# Higgs couplings and fermion masses

As far as I understand, the Higgs mechanism is a crucial component of the standard model, which is responsible for the weak gauge bosons acquiring mass, otherwise forbidden by renormalizability constraints. However, is there any justification for the fermion masses arising from a Yukawa coupling to the Higgs field, or is this just assumed as a handy byproduct with no alternative explanations present?

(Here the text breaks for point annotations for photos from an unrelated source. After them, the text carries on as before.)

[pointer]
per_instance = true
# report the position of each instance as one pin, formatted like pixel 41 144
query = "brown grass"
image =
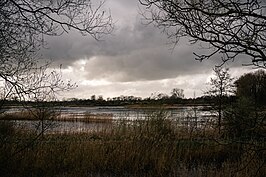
pixel 151 147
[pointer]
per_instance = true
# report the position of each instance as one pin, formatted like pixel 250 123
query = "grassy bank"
pixel 151 147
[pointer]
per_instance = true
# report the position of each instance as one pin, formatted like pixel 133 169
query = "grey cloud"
pixel 134 52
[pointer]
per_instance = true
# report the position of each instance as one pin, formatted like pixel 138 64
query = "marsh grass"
pixel 155 146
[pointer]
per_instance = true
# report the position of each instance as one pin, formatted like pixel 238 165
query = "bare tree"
pixel 23 27
pixel 229 28
pixel 221 86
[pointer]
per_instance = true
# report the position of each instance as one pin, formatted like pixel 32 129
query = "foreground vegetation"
pixel 155 146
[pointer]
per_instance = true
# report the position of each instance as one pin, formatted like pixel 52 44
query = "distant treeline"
pixel 127 101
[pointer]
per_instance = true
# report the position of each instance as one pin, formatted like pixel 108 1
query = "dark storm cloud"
pixel 134 52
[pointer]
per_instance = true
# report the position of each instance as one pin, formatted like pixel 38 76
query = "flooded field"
pixel 79 119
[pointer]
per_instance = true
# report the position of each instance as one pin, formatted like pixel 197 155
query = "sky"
pixel 136 59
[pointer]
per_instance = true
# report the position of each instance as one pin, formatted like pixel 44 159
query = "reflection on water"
pixel 183 115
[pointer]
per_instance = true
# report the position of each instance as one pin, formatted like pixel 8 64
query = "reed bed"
pixel 152 147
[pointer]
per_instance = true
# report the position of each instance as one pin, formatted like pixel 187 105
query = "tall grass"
pixel 155 146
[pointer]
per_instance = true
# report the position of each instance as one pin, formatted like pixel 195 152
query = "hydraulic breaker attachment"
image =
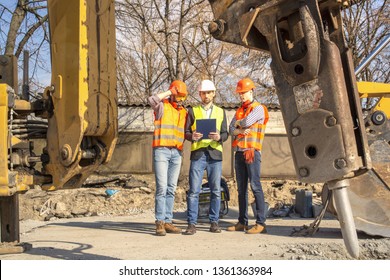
pixel 316 86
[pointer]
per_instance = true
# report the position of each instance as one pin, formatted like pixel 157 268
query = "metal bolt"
pixel 340 163
pixel 331 121
pixel 295 131
pixel 64 153
pixel 303 172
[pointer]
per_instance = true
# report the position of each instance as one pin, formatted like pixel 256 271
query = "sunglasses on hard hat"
pixel 181 97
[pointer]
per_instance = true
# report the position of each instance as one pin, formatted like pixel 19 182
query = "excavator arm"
pixel 318 95
pixel 76 118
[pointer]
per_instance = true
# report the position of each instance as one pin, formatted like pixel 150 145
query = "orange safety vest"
pixel 169 130
pixel 256 136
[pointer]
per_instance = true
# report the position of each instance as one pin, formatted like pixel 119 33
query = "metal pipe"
pixel 344 215
pixel 372 55
pixel 25 87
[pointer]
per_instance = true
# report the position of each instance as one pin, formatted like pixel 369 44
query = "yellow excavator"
pixel 330 139
pixel 76 117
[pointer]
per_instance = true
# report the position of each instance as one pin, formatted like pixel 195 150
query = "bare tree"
pixel 24 26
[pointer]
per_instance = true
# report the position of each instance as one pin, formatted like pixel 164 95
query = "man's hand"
pixel 196 136
pixel 214 136
pixel 241 131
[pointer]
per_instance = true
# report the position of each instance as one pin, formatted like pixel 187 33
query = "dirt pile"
pixel 135 194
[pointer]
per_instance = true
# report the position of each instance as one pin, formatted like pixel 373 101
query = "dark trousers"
pixel 249 173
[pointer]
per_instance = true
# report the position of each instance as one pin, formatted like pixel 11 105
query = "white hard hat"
pixel 207 85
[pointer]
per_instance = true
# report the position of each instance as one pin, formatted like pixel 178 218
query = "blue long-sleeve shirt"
pixel 257 115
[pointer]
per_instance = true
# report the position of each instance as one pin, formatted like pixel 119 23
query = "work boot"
pixel 215 228
pixel 160 229
pixel 170 228
pixel 237 227
pixel 257 228
pixel 190 230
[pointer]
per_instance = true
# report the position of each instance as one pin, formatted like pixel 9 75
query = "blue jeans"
pixel 249 172
pixel 214 173
pixel 167 164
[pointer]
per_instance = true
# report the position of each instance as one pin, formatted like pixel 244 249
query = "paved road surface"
pixel 132 237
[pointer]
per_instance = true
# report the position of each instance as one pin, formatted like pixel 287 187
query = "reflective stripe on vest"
pixel 256 135
pixel 216 113
pixel 169 130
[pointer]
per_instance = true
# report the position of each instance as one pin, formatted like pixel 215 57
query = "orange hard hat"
pixel 245 85
pixel 181 89
pixel 180 86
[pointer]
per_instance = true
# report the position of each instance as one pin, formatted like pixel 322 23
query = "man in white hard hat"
pixel 206 154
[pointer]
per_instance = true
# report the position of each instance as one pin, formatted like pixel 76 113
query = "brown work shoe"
pixel 215 228
pixel 257 228
pixel 237 227
pixel 160 229
pixel 170 228
pixel 190 230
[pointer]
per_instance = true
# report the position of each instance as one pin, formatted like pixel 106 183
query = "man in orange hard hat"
pixel 247 128
pixel 169 122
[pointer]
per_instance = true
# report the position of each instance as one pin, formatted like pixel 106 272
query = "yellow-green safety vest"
pixel 199 113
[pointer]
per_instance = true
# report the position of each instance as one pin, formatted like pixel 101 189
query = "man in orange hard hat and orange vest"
pixel 247 128
pixel 170 118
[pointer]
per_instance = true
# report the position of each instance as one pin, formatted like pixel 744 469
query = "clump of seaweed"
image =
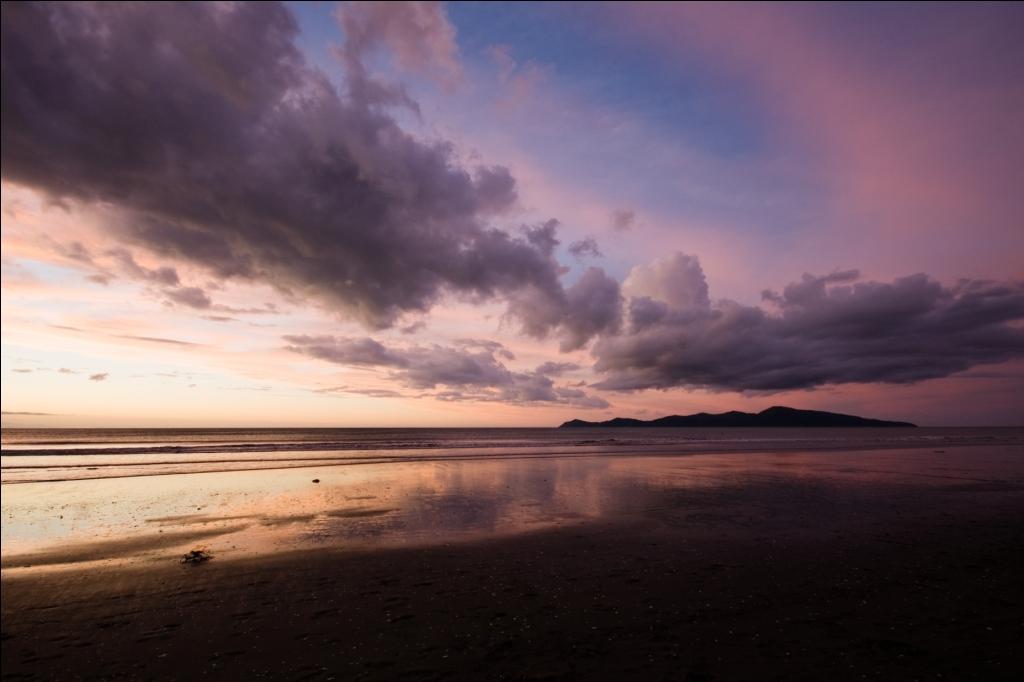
pixel 196 557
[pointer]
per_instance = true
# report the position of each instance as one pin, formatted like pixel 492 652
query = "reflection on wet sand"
pixel 423 503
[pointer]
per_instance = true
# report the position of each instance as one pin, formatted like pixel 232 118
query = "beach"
pixel 878 563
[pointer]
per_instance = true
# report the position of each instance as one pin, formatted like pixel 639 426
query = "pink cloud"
pixel 911 147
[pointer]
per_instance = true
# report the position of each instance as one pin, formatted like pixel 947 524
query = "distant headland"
pixel 777 416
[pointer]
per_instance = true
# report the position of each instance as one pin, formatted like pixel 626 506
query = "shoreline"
pixel 601 601
pixel 891 564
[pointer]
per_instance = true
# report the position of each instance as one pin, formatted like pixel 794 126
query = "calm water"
pixel 55 455
pixel 128 496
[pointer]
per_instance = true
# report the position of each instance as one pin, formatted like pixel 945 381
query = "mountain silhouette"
pixel 777 416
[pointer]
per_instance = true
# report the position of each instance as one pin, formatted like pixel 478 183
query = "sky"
pixel 503 214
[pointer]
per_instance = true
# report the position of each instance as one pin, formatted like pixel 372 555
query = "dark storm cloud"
pixel 468 371
pixel 823 330
pixel 589 307
pixel 222 148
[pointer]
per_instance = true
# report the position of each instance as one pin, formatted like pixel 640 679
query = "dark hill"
pixel 771 417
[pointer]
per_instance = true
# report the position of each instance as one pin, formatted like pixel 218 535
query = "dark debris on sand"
pixel 196 557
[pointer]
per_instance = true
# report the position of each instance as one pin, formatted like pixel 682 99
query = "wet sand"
pixel 883 565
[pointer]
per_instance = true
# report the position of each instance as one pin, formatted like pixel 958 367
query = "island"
pixel 777 416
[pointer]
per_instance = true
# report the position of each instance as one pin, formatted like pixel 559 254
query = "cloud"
pixel 623 220
pixel 155 339
pixel 550 369
pixel 192 297
pixel 468 371
pixel 823 330
pixel 589 307
pixel 677 280
pixel 368 392
pixel 224 151
pixel 418 34
pixel 585 248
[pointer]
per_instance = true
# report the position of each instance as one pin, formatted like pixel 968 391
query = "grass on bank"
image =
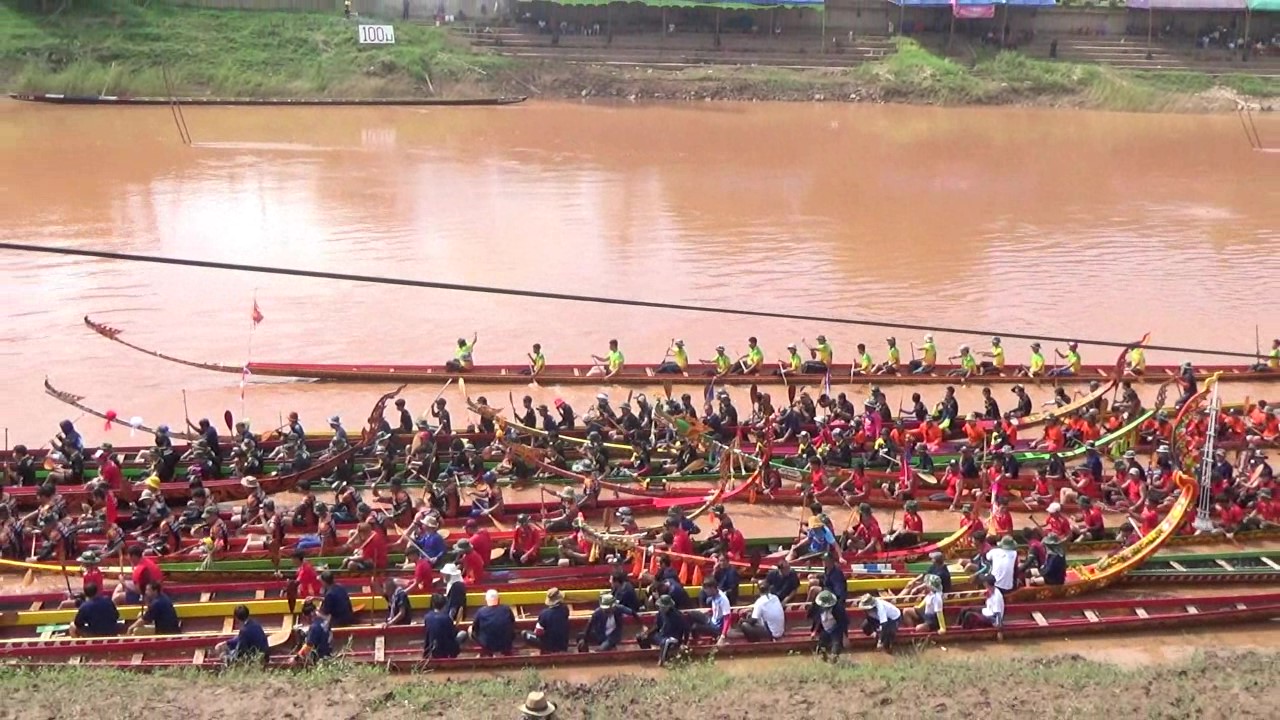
pixel 117 46
pixel 1001 77
pixel 1074 687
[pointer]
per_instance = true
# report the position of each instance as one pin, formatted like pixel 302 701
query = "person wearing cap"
pixel 927 615
pixel 882 620
pixel 145 570
pixel 316 638
pixel 604 628
pixel 611 364
pixel 1136 360
pixel 992 613
pixel 493 627
pixel 551 633
pixel 676 360
pixel 536 707
pixel 1001 561
pixel 440 633
pixel 968 364
pixel 336 602
pixel 526 541
pixel 469 560
pixel 96 618
pixel 767 618
pixel 828 624
pixel 928 356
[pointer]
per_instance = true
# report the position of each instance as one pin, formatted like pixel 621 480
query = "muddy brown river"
pixel 1100 224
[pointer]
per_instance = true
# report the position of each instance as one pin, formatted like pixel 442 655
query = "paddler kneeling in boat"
pixel 927 616
pixel 830 624
pixel 818 540
pixel 882 620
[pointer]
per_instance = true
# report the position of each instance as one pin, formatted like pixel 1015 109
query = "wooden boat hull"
pixel 401 647
pixel 117 100
pixel 645 376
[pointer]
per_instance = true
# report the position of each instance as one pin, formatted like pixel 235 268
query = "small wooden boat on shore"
pixel 841 374
pixel 129 100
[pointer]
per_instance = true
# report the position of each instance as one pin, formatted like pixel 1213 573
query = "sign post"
pixel 375 35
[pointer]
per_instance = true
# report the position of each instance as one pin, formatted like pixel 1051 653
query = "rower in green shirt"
pixel 819 358
pixel 750 363
pixel 722 361
pixel 462 356
pixel 536 361
pixel 679 361
pixel 613 361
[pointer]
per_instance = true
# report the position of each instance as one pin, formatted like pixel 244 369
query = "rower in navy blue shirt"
pixel 493 627
pixel 318 642
pixel 250 641
pixel 336 607
pixel 97 616
pixel 442 636
pixel 551 634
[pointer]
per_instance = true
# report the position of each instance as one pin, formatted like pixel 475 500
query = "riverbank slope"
pixel 122 49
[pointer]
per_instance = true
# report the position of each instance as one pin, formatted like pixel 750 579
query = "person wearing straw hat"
pixel 536 706
pixel 551 633
pixel 1001 563
pixel 830 624
pixel 668 632
pixel 493 628
pixel 882 620
pixel 604 628
pixel 927 615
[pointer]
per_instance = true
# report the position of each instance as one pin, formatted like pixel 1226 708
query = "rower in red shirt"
pixel 470 563
pixel 526 542
pixel 867 537
pixel 306 578
pixel 1001 520
pixel 735 542
pixel 423 570
pixel 480 540
pixel 1056 523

What counters the idea of considering the masses as fundamental parameters, instead of associated with the Yukawa couplings?

• I think LHC observation of Higgs decay also suggests couplings proportional to mass, for heavy fermions like top, bottom, tau. – Mitchell Porter May 31 '18 at 12:39
• see the answer of khzoo here physics.stackexchange.com/q/409189 – anna v May 31 '18 at 16:36

@gj255 's answer is impeccable, of course, but I'll illustrate in detail his point for the mass of the electron, since this is really "the second job of the Higgs", and has nothing to do with the Higgs mechanism--only the SSB! That is, it cares not about the eating of the goldstons by the gauge bosons. However, it makes the gauge theory possible to start with, safeguarding gauge invariance. Weinberg was justifiably proud of this particular technical advance involved in this "second job of the Higgs". There is no other plausible way to generate weakly interacting fermion masses, so, without it, the SM is a non-starter!

First note $e_R$, the right-handed electron is a gauge singlet, but $\begin{pmatrix} \nu_L \\ e_L \end{pmatrix}$ is a gauge SU(2) doublet. So a brute-force mass term $m_e (\bar{e_L} e_R + \bar{e_R}e_L)$ would not be an SU(2) singlet, and the gauge invariance would be broken with nasty, forbidding consequences.

The Higgs doublet, however, saves the day: $$\Phi= \frac{h+v}{\sqrt{2}} e^{2i \vec {\pi}\cdot\vec {\tau} /v}\begin{pmatrix} 0 \\ 1 \end{pmatrix},$$ where h is the neutral Higgs, the 3 $\vec{\pi}$s are the goldstons eaten up by the Ws and the Z and absent in the unitary gauge, of no concern to us here, and v ~ 0.25 TeV is the cornerstone Higgs v.e.v.

Dotting two weak isodoublets together then does yield an SU(2) singlet, preserving gauge invariance: $$-y \overline{ \begin{pmatrix} \nu_{eL} \\ e_L \end{pmatrix} } \cdot \begin{pmatrix} 0 \\ \frac{h+v}{\sqrt 2} \end{pmatrix} ~e_R +\hbox{h.c.},$$ where y is an undetermined dimensionless Yukawa coupling. The gauge theory is thus saved.

We can rewrite this lagrangian term as $$-\frac{y v}{\sqrt 2}(\bar{e_L}e_R +\bar{e_R} e_L) -\frac{y h}{\sqrt 2}(\bar{e_L}e_R +\bar{e_R} e_L).$$ We can then identify $m_e=\frac{y v}{\sqrt 2}$, and thus a different yukawa for every lepton/fermion, really.

But then the trailing term with the Higgs coupling will have its Yukawa coupling strength be $m_e/v$, and correspondingly for other particles: fermion masses cannot avoid proportionality to Yukawas. Weinberg was quite delighted to observe this peculiar feature in his original paper, half a century ago, contrasting the Higgs coupling to the muon versus the electron.

Takeaway: SSB crucial, Higgs mechanism irrelevant, realistic consistent gauge theory impossible without the Higgs. Fermion masses are not an aside at all of the SM; they are the key to it.

It's not possible to give the fermions bare mass terms in a gauge invariant way. In terms of left-handed and right-handed Weyl spinors, the mass term we desire is

$$m( \bar{\psi}_L \psi_R + \bar{\psi}_R \psi_L) \,,$$

but for all fermions in the standard model, $\psi_R$ is a singlet under $\mathrm{SU}(2)$ whilst $\psi_L$ is one component of an $\mathrm{SU}(2)$ doublet.